Dans l'esprit de la commission, il s'agit d'accroître la concurrence et de réduire les écarts de prix entre les différents pays. Sur un même modèle, les différences de prix peuvent dépasser les 30%. Le pays le plus cher est d'ailleurs l'Allemagne quand les pays du nord de l'Europe, Finlande et Danemark en tête proposent les prix les plus bas. Pour le moment, les premières réformes ne semblent pas avoir eu d'impact significatif en France. " Le multimarquisme n'a pas eu d'incidence sur le prix des voitures ", note Josiane Gorgibus, déléguée générale de la Fédération des automobiles club selon qui le marché français est déjà " beaucoup plus concurrentiel que dans d'autres pays ".
Risque
La délocalisation va-t-elle alors avoir un impact ? Les constructeurs automobiles semblent relativement sereins. Si l'on considère les coûts logistiques et humains qu'un distributeur doit supporter pour s'implanter dans une région, celui-ci doit avoir un réel avantage concurrentiel pour espérer en tirer profit. Or, la différence de prix au sein de la zone euro tend à se réduire. Il n'est plus aujourd'hui que de 4,4%. "Si demain le constructeur décide d'ajuster ses tarifs et de réduire l'écart de prix entre deux pays de 20 à 10%, le concessionnaire perd d'un coup tout avantage", illustre Marc Greven, l'un des responsables de l'Association européenne des constructeurs automobiles (ACEA).

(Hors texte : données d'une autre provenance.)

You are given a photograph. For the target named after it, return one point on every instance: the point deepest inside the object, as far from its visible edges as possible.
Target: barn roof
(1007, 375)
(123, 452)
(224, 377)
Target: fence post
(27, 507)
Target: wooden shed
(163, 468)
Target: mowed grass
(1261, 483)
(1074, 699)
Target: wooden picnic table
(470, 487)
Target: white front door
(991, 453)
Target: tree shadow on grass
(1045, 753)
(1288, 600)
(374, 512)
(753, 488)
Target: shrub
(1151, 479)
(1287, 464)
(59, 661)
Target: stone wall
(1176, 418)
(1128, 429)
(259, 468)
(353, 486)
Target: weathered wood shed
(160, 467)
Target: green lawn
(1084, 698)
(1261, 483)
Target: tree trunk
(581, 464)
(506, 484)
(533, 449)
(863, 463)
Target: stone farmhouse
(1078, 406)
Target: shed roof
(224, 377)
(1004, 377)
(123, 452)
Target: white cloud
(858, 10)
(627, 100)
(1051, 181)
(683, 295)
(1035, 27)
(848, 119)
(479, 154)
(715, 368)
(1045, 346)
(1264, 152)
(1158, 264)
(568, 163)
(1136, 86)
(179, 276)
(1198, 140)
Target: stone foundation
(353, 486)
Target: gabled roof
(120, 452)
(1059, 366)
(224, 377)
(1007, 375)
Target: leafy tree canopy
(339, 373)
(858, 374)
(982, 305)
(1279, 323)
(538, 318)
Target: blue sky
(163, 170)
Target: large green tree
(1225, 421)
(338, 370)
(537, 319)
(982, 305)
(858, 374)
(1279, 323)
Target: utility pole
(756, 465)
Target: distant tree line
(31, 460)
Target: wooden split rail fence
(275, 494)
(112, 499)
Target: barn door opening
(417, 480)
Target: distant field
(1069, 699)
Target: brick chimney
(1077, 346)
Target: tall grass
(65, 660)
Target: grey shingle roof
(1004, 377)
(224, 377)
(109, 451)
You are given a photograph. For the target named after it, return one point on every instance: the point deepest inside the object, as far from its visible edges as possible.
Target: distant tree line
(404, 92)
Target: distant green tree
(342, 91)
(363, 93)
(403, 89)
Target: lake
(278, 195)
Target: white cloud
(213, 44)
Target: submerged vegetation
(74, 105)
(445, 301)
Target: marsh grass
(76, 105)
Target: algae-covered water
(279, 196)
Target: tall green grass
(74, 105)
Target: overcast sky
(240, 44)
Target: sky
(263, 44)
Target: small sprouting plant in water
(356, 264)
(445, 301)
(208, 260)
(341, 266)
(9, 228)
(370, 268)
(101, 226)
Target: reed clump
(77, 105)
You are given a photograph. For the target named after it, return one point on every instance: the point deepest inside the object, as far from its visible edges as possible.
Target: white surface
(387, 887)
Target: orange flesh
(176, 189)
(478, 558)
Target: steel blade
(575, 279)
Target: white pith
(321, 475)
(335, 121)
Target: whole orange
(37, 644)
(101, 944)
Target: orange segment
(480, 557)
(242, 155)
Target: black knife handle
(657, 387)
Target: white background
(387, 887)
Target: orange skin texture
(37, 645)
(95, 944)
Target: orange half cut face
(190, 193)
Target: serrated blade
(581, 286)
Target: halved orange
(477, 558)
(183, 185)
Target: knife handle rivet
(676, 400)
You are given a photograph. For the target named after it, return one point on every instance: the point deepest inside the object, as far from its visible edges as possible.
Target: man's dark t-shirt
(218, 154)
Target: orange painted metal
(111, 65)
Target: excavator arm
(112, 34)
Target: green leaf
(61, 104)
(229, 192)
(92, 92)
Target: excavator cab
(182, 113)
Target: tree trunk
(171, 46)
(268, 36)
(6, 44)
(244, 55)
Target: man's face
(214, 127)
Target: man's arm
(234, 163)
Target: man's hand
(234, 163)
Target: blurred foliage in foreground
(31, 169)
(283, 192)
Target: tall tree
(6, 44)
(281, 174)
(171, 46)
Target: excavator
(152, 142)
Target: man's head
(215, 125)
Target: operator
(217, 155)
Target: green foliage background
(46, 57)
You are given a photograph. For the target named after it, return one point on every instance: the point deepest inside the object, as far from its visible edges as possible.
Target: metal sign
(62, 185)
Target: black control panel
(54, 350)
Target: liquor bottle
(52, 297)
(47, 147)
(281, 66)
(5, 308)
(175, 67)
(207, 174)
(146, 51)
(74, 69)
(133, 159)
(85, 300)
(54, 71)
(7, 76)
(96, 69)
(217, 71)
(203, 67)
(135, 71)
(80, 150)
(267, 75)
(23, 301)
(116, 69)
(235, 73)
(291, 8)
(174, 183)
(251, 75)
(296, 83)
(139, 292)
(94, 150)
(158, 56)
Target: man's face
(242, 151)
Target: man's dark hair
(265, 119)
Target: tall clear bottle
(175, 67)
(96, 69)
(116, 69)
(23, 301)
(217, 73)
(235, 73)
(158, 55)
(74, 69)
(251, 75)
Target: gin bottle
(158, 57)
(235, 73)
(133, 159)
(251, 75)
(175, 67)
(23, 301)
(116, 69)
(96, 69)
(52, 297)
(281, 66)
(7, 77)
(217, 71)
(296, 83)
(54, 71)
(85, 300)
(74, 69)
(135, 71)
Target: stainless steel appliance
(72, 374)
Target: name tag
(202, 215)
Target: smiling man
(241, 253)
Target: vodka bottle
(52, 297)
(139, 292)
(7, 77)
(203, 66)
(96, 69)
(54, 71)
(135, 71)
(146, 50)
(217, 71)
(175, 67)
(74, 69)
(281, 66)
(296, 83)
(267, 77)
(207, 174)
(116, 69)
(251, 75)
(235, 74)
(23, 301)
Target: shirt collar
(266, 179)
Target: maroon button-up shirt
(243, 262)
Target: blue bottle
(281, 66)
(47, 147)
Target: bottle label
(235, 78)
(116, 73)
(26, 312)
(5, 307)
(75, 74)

De leur côté, les constructeurs ont deux possibilités : choisir un distributeur " exclusif " qui bénéficiera d'un territoire de vente et pourra faire affaire avec des opérateurs non membre du réseau officiel ou bien un distributeur " sélectif " qui pourra vendre en dehors du territoire mais pas à d'autres opérateurs. Avec, dans la première solution, le risque d'approvisionner le marché des grandes surfaces.